Only six countries had “reserve category antibiotics” which are vital to treat resistant pathogens. Superbugs can cause pneumonia and skin, urinary tract and hospital-acquired infections which are potentially fatal.
The reports exposed “an alarming picture of antimicrobial consumption” in African countries, in which patients lacked access to the drugs and use was erratic.
Erratic consumption, insufficient dosing or shortening a course of antibiotics increases resistance.
However bleak the findings, the reports are a baseline for moving forward.
“The reports constitute a unique resource for (those) working at reducing the burden of AMR in Africa,” said Pascale Ondoa, science director at the African Society for Laboratory Medicine, which co-published them with the Africa CDC.
Globally, 1,27 million deaths are attributable to infections caused by resistant bacteria and deaths “could rise as high as 10 million in 2050”, according to the Centre for Healthcare-Associated Infections, Antimicrobial Resistance and Mycoses (Charm).

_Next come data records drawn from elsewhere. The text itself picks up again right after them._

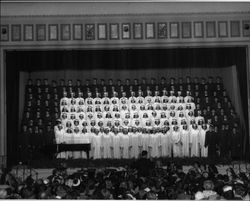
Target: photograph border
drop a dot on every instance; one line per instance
(49, 31)
(8, 32)
(19, 32)
(170, 30)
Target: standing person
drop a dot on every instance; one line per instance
(153, 144)
(176, 141)
(160, 144)
(185, 139)
(125, 143)
(96, 144)
(107, 144)
(145, 139)
(134, 143)
(116, 144)
(166, 142)
(194, 132)
(143, 165)
(202, 138)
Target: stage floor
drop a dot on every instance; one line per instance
(44, 173)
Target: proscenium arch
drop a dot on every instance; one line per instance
(3, 81)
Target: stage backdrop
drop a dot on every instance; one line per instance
(120, 63)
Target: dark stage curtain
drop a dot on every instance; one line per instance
(30, 61)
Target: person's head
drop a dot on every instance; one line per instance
(144, 154)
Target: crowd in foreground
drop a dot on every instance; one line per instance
(142, 179)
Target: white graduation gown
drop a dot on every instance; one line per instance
(194, 142)
(166, 144)
(176, 139)
(202, 137)
(134, 144)
(145, 141)
(185, 139)
(107, 144)
(153, 144)
(116, 145)
(97, 146)
(125, 145)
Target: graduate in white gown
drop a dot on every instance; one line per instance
(185, 139)
(176, 142)
(134, 143)
(202, 137)
(125, 143)
(101, 133)
(153, 144)
(194, 133)
(145, 139)
(107, 144)
(83, 138)
(96, 145)
(116, 144)
(166, 142)
(76, 139)
(59, 134)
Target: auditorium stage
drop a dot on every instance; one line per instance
(44, 173)
(44, 168)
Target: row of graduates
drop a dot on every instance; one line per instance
(184, 141)
(132, 99)
(109, 87)
(76, 125)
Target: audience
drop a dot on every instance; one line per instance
(141, 180)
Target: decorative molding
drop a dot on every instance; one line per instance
(132, 14)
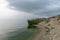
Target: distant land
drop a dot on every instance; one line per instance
(48, 28)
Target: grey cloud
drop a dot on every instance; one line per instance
(41, 7)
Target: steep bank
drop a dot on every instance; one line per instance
(48, 29)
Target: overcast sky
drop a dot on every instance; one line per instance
(40, 7)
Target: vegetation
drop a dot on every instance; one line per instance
(32, 23)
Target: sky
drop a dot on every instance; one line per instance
(9, 8)
(39, 7)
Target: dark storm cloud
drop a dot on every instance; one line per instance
(41, 7)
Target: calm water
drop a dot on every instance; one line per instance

* Enterobacterales, including E. coli, a common food poisoning infection, and Klebsiella pneumonias, common in hospitals. More than half of all samples tested were resistant to penicillins and cephalosporins;
* Staphylococcus aureus, the source of a skin infection that can turn deadly if drug-resistant. More than 40% of samples tested were classified as methicillin-resistant;
* Staphylococcus aureus, a lethal pathogen/drug resistance combination that globally accounted for more than 100,000 deaths in 2019. These can cause infections in the blood, lungs (pneumonia), and other parts of the body after surgeries. More than 30% of samples tested were resistant to Carbapenems, a class of antibiotics used to treat resistant infections. Resistance to these medicines is a grave threat.
Source: 14 country reports, published by the Africa CDC and the African Society for Laboratory Medicine, supported by the UK Aid Fleming Fund
— Five of the most dangerous tested included:
Charm head Prof Nelesh Govender, based at the National Institute for Communicable Diseases (NICD), said: “Antimicrobial resistance affects everyone. AMR is not a single ‘disease’.
“The NICD collects, analyses and shares surveillance data from people with infections caused by AMR bacteria and fungi so we can all act to reduce its effect on human health.
“Antimicrobial stewardship is only one example of how we can all act. We can choose to use antibiotics wisely so we don’t amplify the AMR problem.”
South Africa’s laboratory network and AMR surveillance, across state and private healthcare, is more developed than most countries on the continent, and its 2021 report was the most comprehensive yet.
The public health sector used less than 8% of the total antibiotics procured, while both the public and private sector had a high usage of broad spectrum penicillin, it found.
About 40% of imported antibiotics in South Africa went to human use, while almost 60% was for animal use between 2018 and 2020, broadly aligned with other countries internationally, the report stated.
The countries participating in the MAAP research were Burkina Faso, Cameroon, Eswatini, Gabon, Ghana, Kenya, Malawi, Nigeria, Senegal, Sierra Leone, Tanzania, Uganda, Zambia and Zimbabwe.
More than 819,500 data records of antimicrobial resistance were collected from 205 labs between 2016 to 2019 for the reports, which will inform national action plans and policy in Africa.
Africa heads of states in 2020 committed to tackling the AMR threat across human and animal health and agriculture through the Africa Union Framework for Antimicrobial Resistance Control 2020-2025.
Until now, health experts in most countries have been “flying blind” about how widespread AMR was and what drives it, the study showed. But improved surveillance moving forward will allow them to chart a safer course before Africa runs out of treatment options.